Re: Interleaved collation of related scripts

From: Peter Kirk (
Date: Thu May 13 2004 - 10:06:22 CDT

  • Next message: Peter Kirk: "An apology (was: Everson-bashing)"

    On 13/05/2004 05:01, John Cowan wrote:

    >Peter Kirk scripsit:
    >>>I would have just as many objections to doing that as I would with
    >>>unifying it with Hebrew. Users don't expect this kind of interfiling
    >>>when looking things up in ordered lists. Interfiling of scripts
    >>>impedes legibility.
    >>Well, I see the point. But presumably the only people who would collate
    >>a text containing a mixture of Hebrew and Phoenician, for example, are
    >>those who know and understand both scripts. For anyone else this is a
    >>matter of garbage in, garbage out. So it should be up to these users to
    >>decide whether the legibility concern, which is a real one, is more
    >>important than their otherwise expressed preference for interfiling.
    >In addition, it's important to always remember that "collation" is a
    >cover term for both sorting *and* searching. Collating Hebrew with
    >"Phoenician" at the first level means that a search using Hebrew
    >letters will find "Phoenician" text as well.
    >(I am using horror quotes to remind people that Unicode "Phoenician"
    >includes many non-Punic 22CWSAs, particularly Palaeo-Hebrew.)
    >If indeed Serbs prefer collation equivalence between Cyrillic and
    >Latin (which can only be a tailored preference, of course; in general
    >we don't want to do that), this means not only that they will see
    >the two interfiled in a sorted list, but also that searching for a
    >Serbian word in Cyrillic will find it in Latin and vice versa.
    Thank you, John, for making the point which most others have missed.
    This issue is not primarily one of sorting, because multi-script
    individual texts are rather rare. The far more significant issue is
    searching, of a text corpus or for that matter of the whole Internet.
    Suppose I am looking for a Hebrew or Phoenician, or Serbian or
    Azerbaijani text on the Internet. I don't know, and (if I can read both
    scripts) I don't care which script it is in, I want to match the text
    anyway. For such applications interleaved collation would be very helpful.
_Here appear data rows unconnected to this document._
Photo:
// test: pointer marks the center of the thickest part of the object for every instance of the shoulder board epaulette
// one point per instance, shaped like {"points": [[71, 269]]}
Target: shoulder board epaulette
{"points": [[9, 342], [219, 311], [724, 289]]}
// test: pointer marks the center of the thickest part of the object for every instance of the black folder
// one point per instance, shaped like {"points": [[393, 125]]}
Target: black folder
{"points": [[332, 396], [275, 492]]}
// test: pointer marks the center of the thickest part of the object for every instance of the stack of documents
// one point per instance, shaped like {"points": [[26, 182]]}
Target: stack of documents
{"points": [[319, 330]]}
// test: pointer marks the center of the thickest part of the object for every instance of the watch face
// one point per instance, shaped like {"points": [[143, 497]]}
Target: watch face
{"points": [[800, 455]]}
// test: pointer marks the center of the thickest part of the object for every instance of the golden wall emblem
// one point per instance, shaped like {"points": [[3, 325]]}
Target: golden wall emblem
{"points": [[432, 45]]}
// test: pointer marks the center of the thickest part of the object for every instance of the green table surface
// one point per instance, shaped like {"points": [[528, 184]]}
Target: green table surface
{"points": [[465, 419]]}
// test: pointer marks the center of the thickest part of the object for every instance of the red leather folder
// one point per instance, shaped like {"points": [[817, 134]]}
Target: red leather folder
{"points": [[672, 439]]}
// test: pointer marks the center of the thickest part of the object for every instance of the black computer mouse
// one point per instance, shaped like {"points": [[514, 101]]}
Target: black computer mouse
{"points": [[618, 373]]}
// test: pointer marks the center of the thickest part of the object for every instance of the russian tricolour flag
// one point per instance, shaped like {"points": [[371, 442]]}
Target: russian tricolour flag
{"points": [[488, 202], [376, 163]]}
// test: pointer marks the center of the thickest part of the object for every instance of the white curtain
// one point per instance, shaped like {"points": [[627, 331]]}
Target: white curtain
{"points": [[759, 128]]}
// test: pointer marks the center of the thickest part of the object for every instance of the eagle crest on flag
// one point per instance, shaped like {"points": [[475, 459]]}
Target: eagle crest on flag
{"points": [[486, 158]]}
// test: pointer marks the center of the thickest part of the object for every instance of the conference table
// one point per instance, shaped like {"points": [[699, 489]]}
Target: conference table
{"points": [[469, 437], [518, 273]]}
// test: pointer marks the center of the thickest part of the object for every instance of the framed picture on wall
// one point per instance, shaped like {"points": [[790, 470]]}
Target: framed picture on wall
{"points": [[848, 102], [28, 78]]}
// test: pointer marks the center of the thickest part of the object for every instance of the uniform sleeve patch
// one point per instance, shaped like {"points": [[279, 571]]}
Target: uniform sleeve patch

    I am not proposing interleaved collation of Latin and Cyrillic as a
    default simply, because each of the several languages which can be
    written in both scripts has a different transliteration scheme. So
    tailoring will be required to do this kind of searching for Serbian or
    Azerbaijani. But we have the chance to start afresh with Phoenician, and
    the correspondence between the Hebrew and Phoenician alphabets is

    Perhaps someone, some day, will produce an Internet search engine which
    accepts Unicode tailored collation. But I won't hold my breath.

    PS Multi-language bibliographies are common in Russian books. They are
    usually printed with the Latin script entries following the Cyrillic
    script ones, but I have seen interleaved ones.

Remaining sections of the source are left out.